4. Before beginning, think of your own weaknesses. This will help you to frame everything more gently. Follow the sage advice of the Chinese, “Do not use a hatchet to remove a fly from your friend’s forehead.”
5. Start on a positive note. First explain what they are doing right and what you like about their behaviour. And follow this with suggestions on how they can do even better. Assure them that you are confident in their ability.
6. Don’t expect others to do what you are not willing to do.
7. When people complain to you about others, get the viewpoint of the person they’re complaining about before criticizing him or her.
8. Take special care before criticizing those who lack the power to defend themselves.
9. Evaluate those under your care not by their present level of behaviour, but by the progress they have already made and can continue to make.
10. Consider your counsel unsuccessful unless those you advise leave feeling they have been helped.
11. Judge others’ actions not by what you think, but by what they thought at the time. It is not the action as much as it is the intention that needs to be considered. Use the same standard that you use to judge yourself. Too often, we judge others by their actions and ourselves by our ideals, aspirations, and good intentions.
12. Offer them an opportunity to save face. Don’t trap them in a dead end. Give them an escape route.
13. Follow the advice offered in the Native American proverb, “Never criticize a man until you’ve walked a mile in his moccasins.”
What to Do when You Are Criticized
What should you do when you are the victim of criticism? Here are some tips:.
1. Use the criticism as a learning experience. That is, remember the pain you feel, and vow not to do the same to others.
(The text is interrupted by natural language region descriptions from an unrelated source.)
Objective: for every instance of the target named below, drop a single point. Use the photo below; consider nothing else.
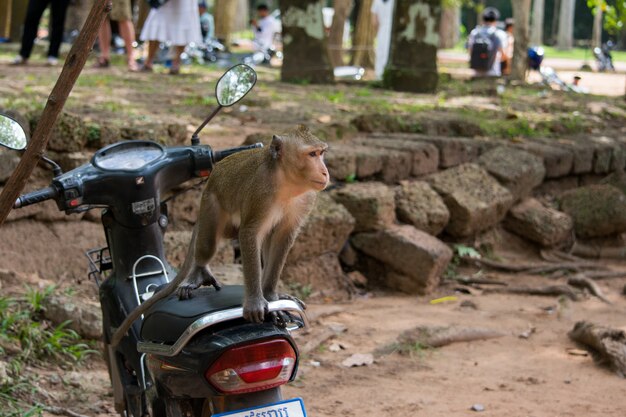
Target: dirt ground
(508, 376)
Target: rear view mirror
(235, 84)
(12, 134)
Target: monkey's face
(315, 169)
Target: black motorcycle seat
(166, 321)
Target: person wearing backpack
(487, 46)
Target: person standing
(487, 46)
(382, 16)
(510, 46)
(264, 28)
(58, 9)
(120, 12)
(176, 22)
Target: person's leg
(153, 46)
(58, 11)
(31, 23)
(178, 50)
(127, 30)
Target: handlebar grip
(35, 197)
(219, 155)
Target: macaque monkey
(264, 194)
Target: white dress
(384, 11)
(177, 22)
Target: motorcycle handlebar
(35, 197)
(219, 155)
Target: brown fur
(263, 194)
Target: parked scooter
(195, 357)
(604, 57)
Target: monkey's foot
(185, 290)
(254, 310)
(301, 303)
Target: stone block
(476, 200)
(326, 229)
(597, 210)
(519, 171)
(372, 204)
(544, 225)
(558, 186)
(418, 204)
(425, 156)
(558, 161)
(414, 259)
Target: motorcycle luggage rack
(99, 262)
(163, 349)
(134, 275)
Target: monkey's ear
(276, 147)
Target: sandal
(102, 63)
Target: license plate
(289, 408)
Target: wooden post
(74, 64)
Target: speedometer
(128, 156)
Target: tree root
(437, 336)
(581, 281)
(60, 411)
(536, 268)
(609, 345)
(551, 290)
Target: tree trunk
(18, 14)
(449, 27)
(304, 42)
(224, 15)
(335, 38)
(521, 15)
(74, 64)
(536, 31)
(5, 19)
(363, 40)
(414, 39)
(565, 38)
(596, 36)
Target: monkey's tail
(169, 289)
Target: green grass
(28, 340)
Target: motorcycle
(604, 57)
(195, 357)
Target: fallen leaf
(577, 352)
(359, 359)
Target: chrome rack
(212, 319)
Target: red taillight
(253, 367)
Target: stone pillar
(414, 39)
(304, 42)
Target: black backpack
(484, 50)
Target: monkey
(262, 197)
2. Remember they are using invisible weapons, so are unaware of the pain they are causing. Forgive them.
3. Remember their pain. What do I mean by that? Here’s an explanation by someone who’s used to getting criticized, the singer Boy George, “When folks is mean, it ain’t that they hate you personal. It’s more likely because they are miserable about something in their inside. You got to remember how most of the time when they yell at you or get after you, it ain’t you they are yelling at but something inside themselves you never even heard tell of, like some other person has been mean to them, or something they hoped for didn’t come true, or they done something they are shamed even to think of, so they get mad at you just to keep their minds off it.”
4. Remember not everyone is equally enlightened, or as John Wanamaker said, “I learned 30 years ago that it is foolish to scold. I have enough trouble overcoming my own limitations without fretting over the fact that God has not seen fit to distribute evenly the gift of intelligence.”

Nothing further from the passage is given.